Ta strona została uwierzytelniona.

Zupełnie obcą natychmiast sprawie Butryma rozmowę począł chorąży, a Wolski widząc, że nie pora była się odzywać, ani pisnął. To księcia, który go lubił i potrzebował, rozbroiło. Humor powrócił znośny. Niemniej, pod koniec konferencji książę zalecił, aby Faustysi jak oka w głowie pilnować, i za bezpieczeństwo jej Wolskiego odpowiedzialnym na gardle uczynił.
Wychodząc od pana faworyt był w takim humorze, iż mu się na oczy nastręczać nie było bezpiecznie. A że po drodze spotkał się ze złośliwymi uśmiechami Sawerego i jego towarzyszów, pełen zemsty pragnienia pobiegł z nią i myślami zgryźliwymi zamknąć się u siebie.

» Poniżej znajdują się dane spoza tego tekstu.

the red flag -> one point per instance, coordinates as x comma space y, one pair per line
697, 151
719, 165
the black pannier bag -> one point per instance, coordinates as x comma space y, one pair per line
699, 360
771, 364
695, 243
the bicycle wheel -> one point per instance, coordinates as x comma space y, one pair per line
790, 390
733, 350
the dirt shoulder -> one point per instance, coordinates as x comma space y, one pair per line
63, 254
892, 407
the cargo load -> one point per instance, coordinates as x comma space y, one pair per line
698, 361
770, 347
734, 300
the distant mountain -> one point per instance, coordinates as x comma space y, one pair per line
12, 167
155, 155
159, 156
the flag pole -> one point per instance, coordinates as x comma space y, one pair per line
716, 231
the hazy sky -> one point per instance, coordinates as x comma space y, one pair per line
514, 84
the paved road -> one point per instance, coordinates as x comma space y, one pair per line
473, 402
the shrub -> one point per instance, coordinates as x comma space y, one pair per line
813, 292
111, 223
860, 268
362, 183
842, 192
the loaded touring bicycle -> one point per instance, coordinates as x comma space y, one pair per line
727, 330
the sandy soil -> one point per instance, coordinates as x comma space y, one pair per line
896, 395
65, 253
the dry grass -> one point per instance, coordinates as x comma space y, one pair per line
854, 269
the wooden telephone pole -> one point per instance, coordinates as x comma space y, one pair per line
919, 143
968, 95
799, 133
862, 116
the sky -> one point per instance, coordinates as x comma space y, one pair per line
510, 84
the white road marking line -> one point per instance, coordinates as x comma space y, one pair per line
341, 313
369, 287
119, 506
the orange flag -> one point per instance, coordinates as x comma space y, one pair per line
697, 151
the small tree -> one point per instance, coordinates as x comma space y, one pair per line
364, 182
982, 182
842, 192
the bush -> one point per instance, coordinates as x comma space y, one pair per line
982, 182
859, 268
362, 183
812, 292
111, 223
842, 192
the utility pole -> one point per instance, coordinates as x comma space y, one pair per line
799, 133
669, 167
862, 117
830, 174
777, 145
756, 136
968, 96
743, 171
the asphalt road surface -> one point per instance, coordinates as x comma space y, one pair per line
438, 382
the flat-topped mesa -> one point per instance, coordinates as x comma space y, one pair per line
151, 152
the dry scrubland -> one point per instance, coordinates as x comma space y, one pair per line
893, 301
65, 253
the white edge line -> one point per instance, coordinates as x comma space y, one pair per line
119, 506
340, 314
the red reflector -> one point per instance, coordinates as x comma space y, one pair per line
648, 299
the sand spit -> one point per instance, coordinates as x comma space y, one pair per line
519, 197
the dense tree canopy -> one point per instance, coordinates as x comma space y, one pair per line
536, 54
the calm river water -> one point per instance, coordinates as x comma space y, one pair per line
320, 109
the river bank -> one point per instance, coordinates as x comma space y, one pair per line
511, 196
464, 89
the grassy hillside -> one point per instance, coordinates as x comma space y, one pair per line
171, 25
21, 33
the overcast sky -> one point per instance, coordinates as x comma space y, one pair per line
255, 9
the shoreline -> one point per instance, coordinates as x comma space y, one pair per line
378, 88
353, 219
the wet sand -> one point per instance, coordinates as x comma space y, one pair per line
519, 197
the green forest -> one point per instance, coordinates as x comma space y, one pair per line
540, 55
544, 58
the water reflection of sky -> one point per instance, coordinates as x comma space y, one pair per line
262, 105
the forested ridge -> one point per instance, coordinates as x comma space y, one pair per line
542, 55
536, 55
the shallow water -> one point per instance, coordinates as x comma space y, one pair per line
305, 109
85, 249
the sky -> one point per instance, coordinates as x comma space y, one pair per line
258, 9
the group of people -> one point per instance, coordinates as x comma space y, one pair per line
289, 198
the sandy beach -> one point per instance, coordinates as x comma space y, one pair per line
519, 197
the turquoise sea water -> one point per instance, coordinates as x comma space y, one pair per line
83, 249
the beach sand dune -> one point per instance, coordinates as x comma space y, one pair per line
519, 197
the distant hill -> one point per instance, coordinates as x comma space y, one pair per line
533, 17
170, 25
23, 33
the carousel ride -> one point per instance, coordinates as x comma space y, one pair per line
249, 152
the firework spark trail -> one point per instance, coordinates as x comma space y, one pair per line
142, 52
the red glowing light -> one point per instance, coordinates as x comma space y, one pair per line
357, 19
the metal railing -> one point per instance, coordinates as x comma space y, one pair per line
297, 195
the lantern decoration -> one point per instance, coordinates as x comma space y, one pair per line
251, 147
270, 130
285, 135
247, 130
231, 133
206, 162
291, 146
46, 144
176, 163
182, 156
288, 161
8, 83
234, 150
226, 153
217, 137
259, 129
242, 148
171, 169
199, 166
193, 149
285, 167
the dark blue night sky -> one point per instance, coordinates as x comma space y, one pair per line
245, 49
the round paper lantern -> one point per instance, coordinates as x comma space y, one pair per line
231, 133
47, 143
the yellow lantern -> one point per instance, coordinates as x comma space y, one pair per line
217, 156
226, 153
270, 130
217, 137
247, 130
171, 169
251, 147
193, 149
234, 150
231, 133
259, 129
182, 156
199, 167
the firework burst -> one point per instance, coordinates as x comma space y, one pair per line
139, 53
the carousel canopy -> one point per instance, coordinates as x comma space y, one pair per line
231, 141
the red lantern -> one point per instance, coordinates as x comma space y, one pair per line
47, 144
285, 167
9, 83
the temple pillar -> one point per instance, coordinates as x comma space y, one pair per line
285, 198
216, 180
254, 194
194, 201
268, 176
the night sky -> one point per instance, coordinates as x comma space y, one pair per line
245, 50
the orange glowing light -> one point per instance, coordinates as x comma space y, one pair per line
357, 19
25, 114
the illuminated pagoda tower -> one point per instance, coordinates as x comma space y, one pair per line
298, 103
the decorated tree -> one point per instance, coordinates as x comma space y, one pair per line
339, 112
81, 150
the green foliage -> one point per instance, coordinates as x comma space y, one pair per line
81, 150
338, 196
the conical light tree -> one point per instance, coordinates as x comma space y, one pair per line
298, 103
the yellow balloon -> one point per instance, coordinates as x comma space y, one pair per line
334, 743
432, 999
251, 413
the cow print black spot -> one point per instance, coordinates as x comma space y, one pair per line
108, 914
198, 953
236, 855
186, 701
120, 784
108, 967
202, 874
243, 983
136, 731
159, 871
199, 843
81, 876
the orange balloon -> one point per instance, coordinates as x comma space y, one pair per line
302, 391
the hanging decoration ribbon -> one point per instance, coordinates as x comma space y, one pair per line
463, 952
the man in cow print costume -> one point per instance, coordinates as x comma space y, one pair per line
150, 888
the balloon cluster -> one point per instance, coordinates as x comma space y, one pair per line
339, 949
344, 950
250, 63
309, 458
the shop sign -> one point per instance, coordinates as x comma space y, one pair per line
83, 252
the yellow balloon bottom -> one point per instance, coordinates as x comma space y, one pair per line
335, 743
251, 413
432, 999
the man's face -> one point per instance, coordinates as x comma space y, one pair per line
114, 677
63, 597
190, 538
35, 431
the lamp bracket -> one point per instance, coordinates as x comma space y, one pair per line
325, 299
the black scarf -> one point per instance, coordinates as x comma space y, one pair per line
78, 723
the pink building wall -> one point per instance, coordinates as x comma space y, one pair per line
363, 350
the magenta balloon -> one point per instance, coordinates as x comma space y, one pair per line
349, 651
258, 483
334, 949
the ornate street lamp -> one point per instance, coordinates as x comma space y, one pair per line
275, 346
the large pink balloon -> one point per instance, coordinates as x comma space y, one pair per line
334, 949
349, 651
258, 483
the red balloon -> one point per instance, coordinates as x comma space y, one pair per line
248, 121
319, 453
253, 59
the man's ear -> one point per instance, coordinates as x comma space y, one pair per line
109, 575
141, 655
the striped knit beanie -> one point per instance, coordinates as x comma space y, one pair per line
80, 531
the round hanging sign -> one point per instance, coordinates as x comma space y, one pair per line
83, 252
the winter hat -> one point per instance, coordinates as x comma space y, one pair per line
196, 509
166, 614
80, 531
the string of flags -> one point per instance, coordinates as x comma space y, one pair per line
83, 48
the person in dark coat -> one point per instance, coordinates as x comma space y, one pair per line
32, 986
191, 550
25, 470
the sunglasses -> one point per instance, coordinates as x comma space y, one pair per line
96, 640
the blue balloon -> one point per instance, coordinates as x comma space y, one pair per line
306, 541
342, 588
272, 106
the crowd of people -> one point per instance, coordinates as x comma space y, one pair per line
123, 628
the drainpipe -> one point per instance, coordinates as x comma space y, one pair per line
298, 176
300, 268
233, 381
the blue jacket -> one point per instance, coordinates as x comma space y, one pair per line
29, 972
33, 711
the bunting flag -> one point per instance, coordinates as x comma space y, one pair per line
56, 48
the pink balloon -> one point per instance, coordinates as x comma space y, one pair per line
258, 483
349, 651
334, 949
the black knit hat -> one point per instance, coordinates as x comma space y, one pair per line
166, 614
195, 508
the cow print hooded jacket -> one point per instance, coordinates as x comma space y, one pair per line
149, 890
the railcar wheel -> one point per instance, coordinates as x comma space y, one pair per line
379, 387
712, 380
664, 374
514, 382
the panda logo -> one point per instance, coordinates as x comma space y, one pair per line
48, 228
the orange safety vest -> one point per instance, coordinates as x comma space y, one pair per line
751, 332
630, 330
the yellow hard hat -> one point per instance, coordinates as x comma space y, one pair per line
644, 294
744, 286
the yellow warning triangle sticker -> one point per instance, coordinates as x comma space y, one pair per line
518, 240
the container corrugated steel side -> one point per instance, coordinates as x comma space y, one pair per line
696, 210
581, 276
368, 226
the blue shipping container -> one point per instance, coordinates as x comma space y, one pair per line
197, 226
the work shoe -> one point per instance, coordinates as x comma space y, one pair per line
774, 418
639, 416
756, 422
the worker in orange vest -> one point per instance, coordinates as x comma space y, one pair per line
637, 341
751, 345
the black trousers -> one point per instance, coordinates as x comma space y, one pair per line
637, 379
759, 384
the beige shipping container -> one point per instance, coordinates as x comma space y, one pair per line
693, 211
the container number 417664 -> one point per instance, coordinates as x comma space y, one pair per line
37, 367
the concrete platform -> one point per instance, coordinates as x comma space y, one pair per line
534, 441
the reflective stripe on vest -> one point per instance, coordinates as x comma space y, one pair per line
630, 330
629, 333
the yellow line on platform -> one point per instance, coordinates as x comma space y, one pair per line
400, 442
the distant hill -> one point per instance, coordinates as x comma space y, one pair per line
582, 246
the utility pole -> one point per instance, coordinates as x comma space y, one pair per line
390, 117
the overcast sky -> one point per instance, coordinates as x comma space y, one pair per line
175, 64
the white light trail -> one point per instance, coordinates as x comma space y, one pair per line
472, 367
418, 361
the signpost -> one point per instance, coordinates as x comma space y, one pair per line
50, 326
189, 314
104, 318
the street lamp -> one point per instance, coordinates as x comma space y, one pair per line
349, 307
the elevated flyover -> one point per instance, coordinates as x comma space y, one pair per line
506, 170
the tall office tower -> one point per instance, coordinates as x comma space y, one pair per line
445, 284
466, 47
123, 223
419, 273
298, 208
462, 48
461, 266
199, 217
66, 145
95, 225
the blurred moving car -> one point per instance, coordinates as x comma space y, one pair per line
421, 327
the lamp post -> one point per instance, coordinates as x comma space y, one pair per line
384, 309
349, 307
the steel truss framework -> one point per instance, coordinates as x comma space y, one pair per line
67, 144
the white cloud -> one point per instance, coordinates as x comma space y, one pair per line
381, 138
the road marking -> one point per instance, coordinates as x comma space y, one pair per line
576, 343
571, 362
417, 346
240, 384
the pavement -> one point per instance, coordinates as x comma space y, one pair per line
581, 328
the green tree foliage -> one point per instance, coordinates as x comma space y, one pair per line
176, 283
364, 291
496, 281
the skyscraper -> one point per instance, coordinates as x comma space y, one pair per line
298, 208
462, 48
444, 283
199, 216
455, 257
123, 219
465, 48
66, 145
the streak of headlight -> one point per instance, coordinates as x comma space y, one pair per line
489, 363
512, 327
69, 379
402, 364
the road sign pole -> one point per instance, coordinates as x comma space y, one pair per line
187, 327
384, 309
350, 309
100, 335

W tym usposobieniu, drżącego ze złości, kawał papieru w ustach trzymającego, tak zastał odarty człeczyna, który z miasteczka się przysunął i stanął u progu kłaniając się do ziemi.
Cichym głosem potem, głowę wysunąwszy mocno naprzód, chudy ów, z czerwonym nosem, szpieg Wolskiego, ręką się zasłaniając, aby głos jego zbytnio się nie rozchodził, odezwał się z uśmiechem, który mu paskudną twarz pomarszczył.
— Panoczku! mamy go! — gdzie on dniuje, tego nie wiem, co prawda, ale na nocki do reformatów przychodzi — i tam mu furtian, bestia, brat Anioł, daje schronienie w masztarni przy stajniach.
Mówiący kułakiem się w piersi uderzył, na poparcie prawdziwości tego, co przynosił.
— Tst! tst-że mi! milczeć! — odparł Wolski, który z miejsca się zerwał, cały rozjaśniony. — Pięciu was na wieczór żeby mi było w pogotowiu i kajdanki z sobą wziąć te, co się na kłódkę zamykają!

Prawdą było — niestety — że Damazy, we dnie przesiadujący u Froima, na noc się wkradał do klasztoru.